As people, we do love to assume that things just work, it’s very rare we test things, some things we do, we get our car serviced, we go to the dentist, we may even get a health check…but on the whole we are a bit rubbish at those kind of things and just assume things will be fine…only to be surprised when things go wrong!
Working in IT, one of the things we come across a lot, is people not testing their IT and especially not testing their IT resilience and recovery options, things are changing of course, increasingly we see that organisations are taking this more seriously and starting to build IT tests into their plans, but also technology, from smart storage through to the flexibility of cloud, allows us to more simply test full IT resilience and recovery.
At the minute one of the companies I do quite a bit of work with have been going through that very process, looking at their entire IT infrastructure resilience and recovery, I’ve spent a bit of time with them over this period, looking at how we can build our tests and look at developing a run book of things we should consider in our recovery plans.

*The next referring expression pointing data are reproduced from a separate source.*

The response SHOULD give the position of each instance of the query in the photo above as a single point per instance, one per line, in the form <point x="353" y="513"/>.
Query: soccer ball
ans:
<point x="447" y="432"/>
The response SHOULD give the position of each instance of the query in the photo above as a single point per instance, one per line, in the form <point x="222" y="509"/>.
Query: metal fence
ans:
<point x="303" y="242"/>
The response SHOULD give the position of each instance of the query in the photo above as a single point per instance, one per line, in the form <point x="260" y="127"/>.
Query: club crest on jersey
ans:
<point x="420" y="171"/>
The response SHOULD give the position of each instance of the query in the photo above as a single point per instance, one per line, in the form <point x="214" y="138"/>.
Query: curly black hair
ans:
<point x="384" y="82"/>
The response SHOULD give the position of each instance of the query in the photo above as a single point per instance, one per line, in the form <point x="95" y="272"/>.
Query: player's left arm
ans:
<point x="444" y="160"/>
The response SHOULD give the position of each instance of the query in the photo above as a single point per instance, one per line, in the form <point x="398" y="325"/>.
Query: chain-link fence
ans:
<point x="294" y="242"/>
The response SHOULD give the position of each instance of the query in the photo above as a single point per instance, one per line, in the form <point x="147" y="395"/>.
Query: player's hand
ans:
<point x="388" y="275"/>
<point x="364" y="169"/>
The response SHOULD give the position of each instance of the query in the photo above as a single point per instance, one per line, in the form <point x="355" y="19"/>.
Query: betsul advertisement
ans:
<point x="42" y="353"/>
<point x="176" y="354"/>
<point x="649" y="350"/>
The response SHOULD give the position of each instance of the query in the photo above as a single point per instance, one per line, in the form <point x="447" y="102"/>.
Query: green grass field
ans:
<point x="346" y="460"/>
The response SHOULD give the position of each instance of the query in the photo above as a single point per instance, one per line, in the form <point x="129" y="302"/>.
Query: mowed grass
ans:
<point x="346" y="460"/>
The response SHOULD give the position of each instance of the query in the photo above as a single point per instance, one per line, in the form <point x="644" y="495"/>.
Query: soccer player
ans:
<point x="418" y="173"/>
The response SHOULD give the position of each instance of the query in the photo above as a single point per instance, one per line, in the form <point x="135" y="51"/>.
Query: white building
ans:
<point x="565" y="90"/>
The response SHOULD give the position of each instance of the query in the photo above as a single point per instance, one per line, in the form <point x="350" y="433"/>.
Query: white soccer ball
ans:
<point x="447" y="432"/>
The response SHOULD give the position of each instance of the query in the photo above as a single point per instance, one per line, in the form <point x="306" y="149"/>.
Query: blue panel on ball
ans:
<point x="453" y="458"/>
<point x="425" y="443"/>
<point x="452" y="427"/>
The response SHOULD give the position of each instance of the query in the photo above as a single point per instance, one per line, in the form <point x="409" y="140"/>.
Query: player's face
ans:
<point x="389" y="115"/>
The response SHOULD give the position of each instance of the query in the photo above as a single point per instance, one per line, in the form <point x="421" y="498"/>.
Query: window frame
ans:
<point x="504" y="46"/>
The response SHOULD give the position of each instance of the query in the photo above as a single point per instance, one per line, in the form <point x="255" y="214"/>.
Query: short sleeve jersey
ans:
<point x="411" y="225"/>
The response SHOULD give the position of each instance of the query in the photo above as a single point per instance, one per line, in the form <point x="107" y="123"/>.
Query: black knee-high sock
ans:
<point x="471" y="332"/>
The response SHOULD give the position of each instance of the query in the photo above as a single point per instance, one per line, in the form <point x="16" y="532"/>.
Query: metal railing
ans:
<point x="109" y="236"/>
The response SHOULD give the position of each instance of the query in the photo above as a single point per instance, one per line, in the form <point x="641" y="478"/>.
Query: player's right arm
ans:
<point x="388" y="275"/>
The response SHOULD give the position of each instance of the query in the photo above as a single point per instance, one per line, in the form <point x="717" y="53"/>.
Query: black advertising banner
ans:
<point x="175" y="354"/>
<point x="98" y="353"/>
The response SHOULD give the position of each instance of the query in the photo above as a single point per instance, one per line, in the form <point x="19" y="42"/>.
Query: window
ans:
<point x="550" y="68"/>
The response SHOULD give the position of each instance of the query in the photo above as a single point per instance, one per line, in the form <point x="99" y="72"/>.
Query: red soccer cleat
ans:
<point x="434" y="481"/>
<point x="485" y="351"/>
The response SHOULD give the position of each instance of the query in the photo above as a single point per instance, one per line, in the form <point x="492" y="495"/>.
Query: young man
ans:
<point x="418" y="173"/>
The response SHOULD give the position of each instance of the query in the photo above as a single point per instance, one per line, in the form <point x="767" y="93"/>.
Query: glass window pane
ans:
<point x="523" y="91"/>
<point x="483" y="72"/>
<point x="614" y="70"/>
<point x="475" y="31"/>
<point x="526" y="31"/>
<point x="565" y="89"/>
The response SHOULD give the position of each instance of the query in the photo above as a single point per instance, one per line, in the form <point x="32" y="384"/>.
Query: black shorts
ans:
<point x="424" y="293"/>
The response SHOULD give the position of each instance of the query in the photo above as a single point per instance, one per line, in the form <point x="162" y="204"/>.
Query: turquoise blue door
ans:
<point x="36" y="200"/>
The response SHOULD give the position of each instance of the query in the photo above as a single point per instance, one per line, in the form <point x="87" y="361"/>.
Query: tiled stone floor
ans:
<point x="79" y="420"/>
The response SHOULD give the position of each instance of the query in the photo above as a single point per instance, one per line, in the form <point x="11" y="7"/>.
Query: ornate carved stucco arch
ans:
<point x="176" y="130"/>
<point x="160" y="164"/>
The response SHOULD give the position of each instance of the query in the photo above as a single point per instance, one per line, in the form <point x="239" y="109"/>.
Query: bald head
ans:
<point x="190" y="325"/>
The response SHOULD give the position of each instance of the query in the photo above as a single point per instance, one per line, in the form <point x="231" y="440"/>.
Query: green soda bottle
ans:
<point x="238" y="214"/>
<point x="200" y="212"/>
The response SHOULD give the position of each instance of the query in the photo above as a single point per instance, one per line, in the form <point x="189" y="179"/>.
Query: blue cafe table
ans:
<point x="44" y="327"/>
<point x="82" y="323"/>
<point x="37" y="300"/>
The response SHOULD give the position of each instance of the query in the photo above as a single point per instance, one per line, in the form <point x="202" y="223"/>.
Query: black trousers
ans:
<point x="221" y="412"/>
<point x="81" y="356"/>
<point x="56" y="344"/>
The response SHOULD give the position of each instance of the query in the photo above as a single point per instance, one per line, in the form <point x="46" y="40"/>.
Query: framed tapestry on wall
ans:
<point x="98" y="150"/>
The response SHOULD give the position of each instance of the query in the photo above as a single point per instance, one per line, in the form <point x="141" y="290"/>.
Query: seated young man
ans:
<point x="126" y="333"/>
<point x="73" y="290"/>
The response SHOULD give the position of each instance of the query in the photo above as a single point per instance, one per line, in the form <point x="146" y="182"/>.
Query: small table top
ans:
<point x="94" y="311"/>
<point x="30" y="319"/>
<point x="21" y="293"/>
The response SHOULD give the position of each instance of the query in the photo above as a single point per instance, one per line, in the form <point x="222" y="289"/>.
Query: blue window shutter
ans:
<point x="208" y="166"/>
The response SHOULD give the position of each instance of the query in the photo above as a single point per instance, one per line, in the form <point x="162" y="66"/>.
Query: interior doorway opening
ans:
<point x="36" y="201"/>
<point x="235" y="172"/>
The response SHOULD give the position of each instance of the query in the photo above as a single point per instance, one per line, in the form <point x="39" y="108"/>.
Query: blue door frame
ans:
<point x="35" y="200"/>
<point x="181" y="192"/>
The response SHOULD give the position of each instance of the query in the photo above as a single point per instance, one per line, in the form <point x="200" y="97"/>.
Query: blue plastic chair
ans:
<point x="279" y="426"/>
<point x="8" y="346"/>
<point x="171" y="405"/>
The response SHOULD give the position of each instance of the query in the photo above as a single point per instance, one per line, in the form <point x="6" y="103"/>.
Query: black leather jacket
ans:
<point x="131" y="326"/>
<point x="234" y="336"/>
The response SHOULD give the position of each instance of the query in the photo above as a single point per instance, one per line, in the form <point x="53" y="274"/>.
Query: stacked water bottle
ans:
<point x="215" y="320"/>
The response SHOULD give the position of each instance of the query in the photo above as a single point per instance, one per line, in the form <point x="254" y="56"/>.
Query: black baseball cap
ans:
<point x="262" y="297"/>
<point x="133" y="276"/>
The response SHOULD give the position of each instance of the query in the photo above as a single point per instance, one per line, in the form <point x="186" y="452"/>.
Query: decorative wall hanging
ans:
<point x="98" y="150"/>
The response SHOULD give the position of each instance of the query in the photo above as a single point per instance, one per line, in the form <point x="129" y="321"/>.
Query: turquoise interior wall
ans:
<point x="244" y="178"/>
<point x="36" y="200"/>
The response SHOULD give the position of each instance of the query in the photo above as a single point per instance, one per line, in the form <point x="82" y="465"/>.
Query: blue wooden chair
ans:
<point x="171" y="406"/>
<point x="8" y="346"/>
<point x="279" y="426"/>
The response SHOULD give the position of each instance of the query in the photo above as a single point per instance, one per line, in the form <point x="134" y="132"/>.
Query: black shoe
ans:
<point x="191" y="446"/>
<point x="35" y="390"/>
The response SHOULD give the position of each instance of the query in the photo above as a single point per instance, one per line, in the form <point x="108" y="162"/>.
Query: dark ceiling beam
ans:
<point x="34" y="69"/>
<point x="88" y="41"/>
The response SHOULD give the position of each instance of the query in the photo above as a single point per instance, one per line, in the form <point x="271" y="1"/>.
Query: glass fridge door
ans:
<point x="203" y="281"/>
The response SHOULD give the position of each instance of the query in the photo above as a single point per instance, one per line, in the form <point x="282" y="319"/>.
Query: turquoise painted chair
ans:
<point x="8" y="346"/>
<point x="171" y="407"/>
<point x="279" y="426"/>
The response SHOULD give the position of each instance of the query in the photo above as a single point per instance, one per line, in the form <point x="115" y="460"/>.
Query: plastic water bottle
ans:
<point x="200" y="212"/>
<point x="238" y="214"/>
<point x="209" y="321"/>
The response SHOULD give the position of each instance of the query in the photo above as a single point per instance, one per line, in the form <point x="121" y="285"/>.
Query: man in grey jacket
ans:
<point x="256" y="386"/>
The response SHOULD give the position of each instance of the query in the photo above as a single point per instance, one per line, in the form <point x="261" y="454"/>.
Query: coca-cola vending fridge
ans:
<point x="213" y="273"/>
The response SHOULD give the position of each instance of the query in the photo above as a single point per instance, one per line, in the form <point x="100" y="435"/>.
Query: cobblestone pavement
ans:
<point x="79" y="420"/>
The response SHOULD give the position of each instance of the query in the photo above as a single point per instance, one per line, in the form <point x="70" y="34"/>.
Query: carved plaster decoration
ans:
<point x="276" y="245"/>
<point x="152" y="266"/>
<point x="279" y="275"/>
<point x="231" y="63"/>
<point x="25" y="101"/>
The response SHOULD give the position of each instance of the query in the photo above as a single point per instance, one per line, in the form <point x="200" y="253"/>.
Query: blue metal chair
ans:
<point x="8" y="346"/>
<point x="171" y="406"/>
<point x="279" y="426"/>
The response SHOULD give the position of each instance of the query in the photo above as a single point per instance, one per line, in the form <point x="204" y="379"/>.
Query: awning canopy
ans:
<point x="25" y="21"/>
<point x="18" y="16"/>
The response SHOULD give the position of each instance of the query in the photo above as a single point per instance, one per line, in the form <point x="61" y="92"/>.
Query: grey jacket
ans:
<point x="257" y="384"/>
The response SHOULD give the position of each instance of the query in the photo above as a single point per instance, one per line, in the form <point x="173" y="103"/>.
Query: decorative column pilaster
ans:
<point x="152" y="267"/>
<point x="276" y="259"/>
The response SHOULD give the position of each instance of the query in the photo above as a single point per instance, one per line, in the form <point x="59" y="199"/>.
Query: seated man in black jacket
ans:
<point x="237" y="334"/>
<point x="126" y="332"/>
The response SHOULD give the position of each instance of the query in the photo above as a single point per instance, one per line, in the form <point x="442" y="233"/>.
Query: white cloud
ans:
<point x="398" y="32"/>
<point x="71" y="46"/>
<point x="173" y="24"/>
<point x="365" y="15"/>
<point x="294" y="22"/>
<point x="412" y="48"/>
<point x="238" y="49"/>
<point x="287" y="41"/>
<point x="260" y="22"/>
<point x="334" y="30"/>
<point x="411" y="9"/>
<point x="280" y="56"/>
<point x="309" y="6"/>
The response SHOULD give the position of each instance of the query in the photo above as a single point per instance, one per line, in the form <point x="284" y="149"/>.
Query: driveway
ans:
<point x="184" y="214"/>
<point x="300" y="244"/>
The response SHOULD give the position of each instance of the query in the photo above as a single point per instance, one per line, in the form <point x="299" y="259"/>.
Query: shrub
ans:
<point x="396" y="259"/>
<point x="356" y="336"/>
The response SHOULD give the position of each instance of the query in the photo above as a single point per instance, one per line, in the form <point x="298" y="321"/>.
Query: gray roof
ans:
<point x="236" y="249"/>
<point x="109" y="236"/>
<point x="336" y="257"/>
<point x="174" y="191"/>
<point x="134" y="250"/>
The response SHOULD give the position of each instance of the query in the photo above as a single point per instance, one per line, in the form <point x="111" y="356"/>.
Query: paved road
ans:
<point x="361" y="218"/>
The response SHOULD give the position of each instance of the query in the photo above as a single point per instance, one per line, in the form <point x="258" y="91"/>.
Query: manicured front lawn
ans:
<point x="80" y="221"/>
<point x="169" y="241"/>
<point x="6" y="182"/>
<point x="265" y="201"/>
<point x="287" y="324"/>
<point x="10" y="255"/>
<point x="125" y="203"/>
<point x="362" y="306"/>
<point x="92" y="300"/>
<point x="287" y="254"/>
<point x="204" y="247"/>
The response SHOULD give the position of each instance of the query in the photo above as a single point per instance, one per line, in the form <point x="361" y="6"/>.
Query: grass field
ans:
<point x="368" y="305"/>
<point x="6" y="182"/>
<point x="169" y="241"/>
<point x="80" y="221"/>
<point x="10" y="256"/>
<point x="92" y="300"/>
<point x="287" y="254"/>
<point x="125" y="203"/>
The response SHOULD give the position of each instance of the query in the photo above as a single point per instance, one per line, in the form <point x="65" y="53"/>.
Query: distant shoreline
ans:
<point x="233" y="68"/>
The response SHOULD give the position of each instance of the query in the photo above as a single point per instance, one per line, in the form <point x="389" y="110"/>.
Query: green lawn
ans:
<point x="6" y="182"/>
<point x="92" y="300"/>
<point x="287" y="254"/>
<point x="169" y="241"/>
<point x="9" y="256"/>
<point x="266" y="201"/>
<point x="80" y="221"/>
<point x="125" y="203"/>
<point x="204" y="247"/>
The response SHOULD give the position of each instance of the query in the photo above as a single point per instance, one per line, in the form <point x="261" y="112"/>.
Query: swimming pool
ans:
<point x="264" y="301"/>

Out of these tests their came a set of considerations, that I thought maybe useful to share, and it maybe something that you can use in your own IT test plans.
Oh and if you haven’t got any IT test plans… you really do need to get some!!!
Did I just say, if you don’t have any IT test plans…get some… hope so…just in case I didn’t, thought best I mentioned it again!!
Now for the rest of this article, We are going to discuss building a test environment from which we can define our full IT recovery plan. This is not a definitive guide by any stretch and there are lots of alternatives, but hopefully this will give you some things to consider so you can start to develop your IT recovery plans.
If you’re going to do tests, the important thing is to make sure you have an environment that you can actually do your testing in, a few things you should consider with your tests;
There are a couple of type of test environments you want to consider, there is the environment for a full DR test – so this is when you fully simulate a failure, that is we pretty much pull the plug in production and do the full-on failover. However these test require a plot of planning and are not without risk.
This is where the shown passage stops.